The Samhain Season

I love Samhain.

Like most kids Halloween was one of my favorite times of the year. Growing up in Texas it was especially nice because it usually meant a much needed change in the weather was coming – cooler days and longer nights rode in on the wings of costumes, trick-or-treating and free candy.

I didn’t know about the spiritual side, however; I was raised in a very Christian household. I honestly don’t think my family knew much about it either based on what they ignorantly said about “Devil’s Night” and such. In hindsight, I’m surprised we were allowed to trick-or-treat at all.

Since I’ve become Pagan, I’ve learned about the symbolism and the spiritual side of Halloween; the traditional celebration of the last harvest of the growing season and the preparations for the coming Winter months as well as remembering those that have passed on from this life into the next.

I can really only imagine the good times had by those with a good harvest as the hard work of the summer wound down. It’s not something I’m likely ever to experience. I have a modest garden that yields some produce but I’m definitely not dependent upon it. I focus instead on the spiritual seeds I planted earlier in the year during Imbolc and Ostara. I look at what they have yielded in my life and find there is still room to celebrate. I worked on parts of my path that resulted in some very positive changes in my life.

I also learned about the thinning of the veil between worlds and communicating with the dead. I first experienced this a couple of years ago at a Samhain meetup near my home. The group facilitated a beautiful ritual where we each sent a message to a departed loved one. I remember feeling suddenly connected to that person – a very close uncle of mine. I was flooded with memories of him and could truly feel him with me. It was an amazing experience.

Every year Samhain seems to fly by way too quickly for me, especially when compared to other Sabbats like Yule. Yule seems to last for weeks – beginning with Thanksgiving and ending on New Year’s Day. I feel like I spend most of October just getting ready for the 31st only to have it abruptly end when I finally get to sleep.

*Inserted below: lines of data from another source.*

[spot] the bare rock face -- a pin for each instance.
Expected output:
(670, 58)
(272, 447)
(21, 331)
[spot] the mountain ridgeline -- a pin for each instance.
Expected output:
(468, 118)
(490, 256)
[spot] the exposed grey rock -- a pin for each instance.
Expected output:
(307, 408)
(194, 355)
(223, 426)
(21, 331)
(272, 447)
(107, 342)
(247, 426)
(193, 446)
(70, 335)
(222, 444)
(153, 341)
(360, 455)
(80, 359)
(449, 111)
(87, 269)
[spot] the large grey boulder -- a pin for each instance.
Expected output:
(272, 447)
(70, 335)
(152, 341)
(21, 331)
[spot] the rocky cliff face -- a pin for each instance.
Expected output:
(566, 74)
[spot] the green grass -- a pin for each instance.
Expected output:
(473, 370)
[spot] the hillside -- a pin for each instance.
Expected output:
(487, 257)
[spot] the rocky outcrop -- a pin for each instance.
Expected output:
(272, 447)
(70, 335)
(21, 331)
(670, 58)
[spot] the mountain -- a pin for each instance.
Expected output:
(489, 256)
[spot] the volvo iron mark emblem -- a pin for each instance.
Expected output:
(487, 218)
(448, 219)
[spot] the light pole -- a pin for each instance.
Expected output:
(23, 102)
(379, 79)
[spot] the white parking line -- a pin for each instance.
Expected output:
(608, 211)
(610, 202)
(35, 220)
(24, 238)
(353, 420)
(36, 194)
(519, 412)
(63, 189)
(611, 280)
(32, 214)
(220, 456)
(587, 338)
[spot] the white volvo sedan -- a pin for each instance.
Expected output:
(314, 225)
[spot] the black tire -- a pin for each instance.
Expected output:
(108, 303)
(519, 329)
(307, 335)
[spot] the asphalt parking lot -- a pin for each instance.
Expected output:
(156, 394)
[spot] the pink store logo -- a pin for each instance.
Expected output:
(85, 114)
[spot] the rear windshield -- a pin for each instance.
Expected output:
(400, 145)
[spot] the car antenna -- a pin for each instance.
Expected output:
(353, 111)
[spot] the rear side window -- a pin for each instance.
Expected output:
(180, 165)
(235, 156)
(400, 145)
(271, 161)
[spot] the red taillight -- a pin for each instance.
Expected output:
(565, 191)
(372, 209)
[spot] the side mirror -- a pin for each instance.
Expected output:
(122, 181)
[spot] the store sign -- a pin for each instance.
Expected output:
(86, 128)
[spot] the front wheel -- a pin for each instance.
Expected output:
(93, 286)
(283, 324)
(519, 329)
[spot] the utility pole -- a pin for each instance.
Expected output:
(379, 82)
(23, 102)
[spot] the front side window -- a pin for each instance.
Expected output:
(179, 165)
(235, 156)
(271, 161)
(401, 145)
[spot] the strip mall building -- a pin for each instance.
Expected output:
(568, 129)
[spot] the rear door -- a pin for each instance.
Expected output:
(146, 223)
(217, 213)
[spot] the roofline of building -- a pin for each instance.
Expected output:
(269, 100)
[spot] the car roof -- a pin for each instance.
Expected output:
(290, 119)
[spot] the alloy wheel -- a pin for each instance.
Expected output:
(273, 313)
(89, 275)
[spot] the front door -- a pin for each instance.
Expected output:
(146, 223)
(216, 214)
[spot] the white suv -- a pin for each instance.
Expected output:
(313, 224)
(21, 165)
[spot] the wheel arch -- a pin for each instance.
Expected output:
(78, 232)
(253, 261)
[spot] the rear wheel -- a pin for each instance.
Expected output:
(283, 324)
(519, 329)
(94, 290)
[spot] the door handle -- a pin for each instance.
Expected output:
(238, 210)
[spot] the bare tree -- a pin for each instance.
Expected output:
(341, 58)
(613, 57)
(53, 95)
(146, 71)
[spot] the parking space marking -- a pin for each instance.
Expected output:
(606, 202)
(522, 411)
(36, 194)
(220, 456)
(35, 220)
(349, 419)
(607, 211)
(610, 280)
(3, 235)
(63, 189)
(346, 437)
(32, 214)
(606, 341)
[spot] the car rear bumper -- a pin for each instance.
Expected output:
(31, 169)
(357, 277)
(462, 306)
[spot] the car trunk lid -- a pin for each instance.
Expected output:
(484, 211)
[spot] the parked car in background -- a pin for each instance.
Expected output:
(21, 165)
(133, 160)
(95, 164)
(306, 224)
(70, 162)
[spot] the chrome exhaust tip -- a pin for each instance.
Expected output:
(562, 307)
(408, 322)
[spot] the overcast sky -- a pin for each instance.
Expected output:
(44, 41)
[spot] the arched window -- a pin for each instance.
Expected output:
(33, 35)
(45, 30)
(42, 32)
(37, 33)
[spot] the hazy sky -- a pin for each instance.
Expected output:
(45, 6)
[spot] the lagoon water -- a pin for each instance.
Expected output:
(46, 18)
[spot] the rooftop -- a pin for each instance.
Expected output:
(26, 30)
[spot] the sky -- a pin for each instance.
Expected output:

I met someone who felt the same way at our Ostara gathering earlier this year. We talked about some different things that we can do to extend it from just one day to a whole season. It turns out it isn’t difficult to do. There are a few other things that happen at the end of October and early November.

Several other cultures also have holidays to remember the dead near October 31st. One is the Latin American holiday Dia de los Muertos. Although my family didn’t celebrate it, growing up I knew some people who did. It also begins on October 31st. The three-day celebration of Dia de los Muertos coincides with the timing of the Catholic Christian holidays of All Hallow’s Eve, All Saints Day and All Souls Day, holidays for honoring Christian saints and remembering departed family members. This is obviously not a coincidence but that discussion is for another article.

My wife is Christian so this overlap of traditions around remembering the dead is an opportunity for us to share our October holidays with each other.

I also did not know that the actual cross-quarter day is rarely, if ever, on October 31st. This year, for example, it falls closer to November 6th. We plan to mark that day with a small fire ceremony.


So, again, I love Samhain, even more now than I ever did. It still has that childhood pull for me when I watch my kids get excited about picking out their Halloween costumes, carve our pumpkins, and rush home from school to get ready to go trick-or-treating. But, as I’ve gotten to know more about it as a Pagan, it’s taken on a much deeper meaning for me. I like remembering and spending time with those I miss on the other side while marking the turning of the wheel.

The signpost for me is to also remember to take a break from all of the hard spiritual work I’ve put in over the past year and celebrate a good spiritual harvest. In my home this year we’ll be doing Samhain-related things all month long. We’ll start by decorating the house in seasonal colors and setting up an altar to remember those who have left us. We’ll pick out costumes, carve some pumpkins and go trick-or-treating with our kids. We’re also hosting a Dia de los Muertos celebration with some family and friends. I’ll end our Samhain season by marking the astronomical cross-quarter on November 6th, just in time to start preparing for the next holiday.

How do you celebrate Samhain? What plans are you making?